Journal of lipid research

Global molecular analysis and APOE mutations in a cohort of autosomal dominant hypercholesterolemia patients in France.

PMID 26802169


Autosomal dominant hypercholesterolemia (ADH) is a human disorder characterized phenotypically by isolated high-cholesterol levels. Mutations in the low density lipoprotein receptor (LDLR), APOB, and proprotein convertase subtilisin/kexin type 9 (PCSK9) genes are well known to be associated with the disease. To characterize the genetic background associated with ADH in France, the three ADH-associated genes were sequenced in a cohort of 120 children and 109 adult patients.
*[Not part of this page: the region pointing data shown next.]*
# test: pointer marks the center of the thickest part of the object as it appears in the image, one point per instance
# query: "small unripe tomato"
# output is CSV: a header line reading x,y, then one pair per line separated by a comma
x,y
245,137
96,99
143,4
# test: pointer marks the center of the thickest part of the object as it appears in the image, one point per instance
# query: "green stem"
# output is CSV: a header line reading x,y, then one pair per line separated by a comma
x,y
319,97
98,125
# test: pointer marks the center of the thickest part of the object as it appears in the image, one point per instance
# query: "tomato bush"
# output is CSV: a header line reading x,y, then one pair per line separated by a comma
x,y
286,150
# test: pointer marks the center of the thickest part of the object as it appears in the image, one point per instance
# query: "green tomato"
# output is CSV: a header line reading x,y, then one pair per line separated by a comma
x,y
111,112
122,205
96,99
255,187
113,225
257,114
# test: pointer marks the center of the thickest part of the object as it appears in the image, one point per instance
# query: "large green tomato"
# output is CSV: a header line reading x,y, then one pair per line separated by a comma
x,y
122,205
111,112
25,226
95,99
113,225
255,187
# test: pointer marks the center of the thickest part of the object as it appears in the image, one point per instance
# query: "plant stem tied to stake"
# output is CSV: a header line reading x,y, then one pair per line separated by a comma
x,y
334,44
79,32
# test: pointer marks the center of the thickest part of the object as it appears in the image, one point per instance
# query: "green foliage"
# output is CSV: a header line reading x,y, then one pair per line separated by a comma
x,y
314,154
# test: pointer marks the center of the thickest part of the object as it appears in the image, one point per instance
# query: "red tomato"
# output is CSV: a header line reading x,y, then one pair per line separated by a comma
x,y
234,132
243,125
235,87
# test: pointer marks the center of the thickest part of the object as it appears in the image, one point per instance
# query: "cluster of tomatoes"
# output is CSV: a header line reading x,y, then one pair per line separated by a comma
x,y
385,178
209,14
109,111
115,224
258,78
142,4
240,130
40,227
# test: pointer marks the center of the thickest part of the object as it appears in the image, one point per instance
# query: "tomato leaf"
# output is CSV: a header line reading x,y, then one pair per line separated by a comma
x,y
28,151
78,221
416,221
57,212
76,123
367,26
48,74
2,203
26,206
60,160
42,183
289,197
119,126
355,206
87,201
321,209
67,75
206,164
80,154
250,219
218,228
Fifty-one percent of the cohort had a possible deleterious variant in LDLR, 3.1% in APOB, and 1.7% in PCSK9. We identified 18 new variants in LDLR and 2 in PCSK9. Three LDLR variants, including two newly identified, were studied by minigene reporter assay confirming the predicted effects on splicing. Additionally, as recently an in-frame deletion in the APOE gene was found to be linked to ADH, the sequencing of this latter gene was performed in patients without a deleterious variant in the three former genes. An APOE variant was identified in three patients with isolated severe hypercholesterolemia giving a frequency of 1.3% in the cohort. Therefore, even though LDLR mutations are the major cause of ADH with a large mutation spectrum, APOE variants were found to be significantly associated with the disease. Furthermore, using structural analysis and modeling, the identified APOE sequence changes were predicted to impact protein function.